Measuring Binary Size Impact

go build -o app
ls -lh app

go build -gcflags="-l" -o app-no-inline  # Disable inlining
ls -lh app-no-inline

The difference can be 5-15% depending on your codebase. This is usually a worthwhile tradeoff for performance-critical applications.
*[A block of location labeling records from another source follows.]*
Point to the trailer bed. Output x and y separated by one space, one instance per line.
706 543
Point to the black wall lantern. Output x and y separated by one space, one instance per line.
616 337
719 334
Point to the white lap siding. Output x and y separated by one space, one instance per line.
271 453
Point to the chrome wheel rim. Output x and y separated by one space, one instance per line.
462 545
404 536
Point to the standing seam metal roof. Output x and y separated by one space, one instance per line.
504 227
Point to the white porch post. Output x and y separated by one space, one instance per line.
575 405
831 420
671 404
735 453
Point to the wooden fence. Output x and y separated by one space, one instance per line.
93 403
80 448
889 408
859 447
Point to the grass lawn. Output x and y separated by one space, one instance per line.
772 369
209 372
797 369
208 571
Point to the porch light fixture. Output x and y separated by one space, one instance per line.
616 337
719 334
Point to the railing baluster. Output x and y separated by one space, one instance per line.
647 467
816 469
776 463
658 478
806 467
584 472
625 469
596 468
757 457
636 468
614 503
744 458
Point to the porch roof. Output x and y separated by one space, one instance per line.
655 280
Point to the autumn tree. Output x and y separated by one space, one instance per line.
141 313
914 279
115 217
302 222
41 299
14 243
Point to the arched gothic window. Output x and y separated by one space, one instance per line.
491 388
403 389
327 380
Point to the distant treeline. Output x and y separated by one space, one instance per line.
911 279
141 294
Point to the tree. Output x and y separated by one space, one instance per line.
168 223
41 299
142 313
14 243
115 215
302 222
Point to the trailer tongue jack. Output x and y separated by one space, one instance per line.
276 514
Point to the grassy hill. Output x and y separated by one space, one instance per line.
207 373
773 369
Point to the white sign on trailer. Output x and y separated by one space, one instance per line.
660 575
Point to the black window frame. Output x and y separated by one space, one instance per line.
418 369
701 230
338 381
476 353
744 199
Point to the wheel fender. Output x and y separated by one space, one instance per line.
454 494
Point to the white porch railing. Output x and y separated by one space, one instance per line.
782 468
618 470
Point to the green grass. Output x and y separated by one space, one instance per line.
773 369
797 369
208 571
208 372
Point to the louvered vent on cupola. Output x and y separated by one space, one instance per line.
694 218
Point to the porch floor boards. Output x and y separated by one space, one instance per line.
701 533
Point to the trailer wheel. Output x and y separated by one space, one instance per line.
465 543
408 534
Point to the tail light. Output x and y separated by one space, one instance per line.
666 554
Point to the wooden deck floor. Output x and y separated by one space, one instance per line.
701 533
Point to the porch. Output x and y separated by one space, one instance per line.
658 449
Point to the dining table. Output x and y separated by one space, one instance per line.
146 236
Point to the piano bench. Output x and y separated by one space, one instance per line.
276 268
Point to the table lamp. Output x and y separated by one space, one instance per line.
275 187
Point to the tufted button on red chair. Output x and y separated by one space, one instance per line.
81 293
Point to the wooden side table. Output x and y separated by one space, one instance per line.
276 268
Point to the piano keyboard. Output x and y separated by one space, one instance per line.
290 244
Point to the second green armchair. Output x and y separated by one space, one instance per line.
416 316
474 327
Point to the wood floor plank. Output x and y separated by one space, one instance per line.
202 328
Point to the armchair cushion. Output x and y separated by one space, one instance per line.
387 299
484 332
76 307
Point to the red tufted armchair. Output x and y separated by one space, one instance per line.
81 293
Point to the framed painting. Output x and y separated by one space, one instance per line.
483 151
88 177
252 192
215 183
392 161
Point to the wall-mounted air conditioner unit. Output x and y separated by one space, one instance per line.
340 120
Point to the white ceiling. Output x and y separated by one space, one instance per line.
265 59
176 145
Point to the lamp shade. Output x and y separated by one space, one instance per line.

Advanced Inlining Patterns

Inlining in Generic Functions

func min[T interface{ int | float64 }](a, b T) T {
    if a < b {
        return a
    }
    return b
}

// Each instantiation (min[int], min[float64]) gets its own copy
// Both can be inlined independently

Inlining in Methods

type Point struct {
    x, y float64
}

func (p Point) Distance() float64 {
    return math.Sqrt(p.x*p.x + p.y*p.y)
}

// Receiver methods are evaluated for inlining like regular functions

Checking Assembly Output

To verify inlining is happening:

go tool compile -S main.go > main.s
grep -A 20 "main\(\)" main.s

Look for the actual arithmetic operations in main's assembly. If you see CALL instructions to helper functions, they weren't inlined.

Summary

Function inlining is a critical optimization in Go that eliminates call overhead and enables further compiler optimizations. By understanding the 80-node budget and avoiding constructs that prevent inlining, you can write code that compiles to faster machine code.

Key takeaways:

  1. Small helper functions will be inlined - keep them under 80 nodes
  2. Inlining enables escape analysis - allowing stack allocation instead of heap
  3. Use -m flag to verify inlining - don't assume, check!
  4. Avoid defer and goroutines in inlineable functions - they prevent inlining
  5. Profile-guided optimization (1.21+) improves decisions - use default.prof for hints
  6. The tradeoff is worthwhile - 5-15% binary size increase for significant speed

The Go compiler is aggressive about inlining because it pays off consistently in performance-sensitive code.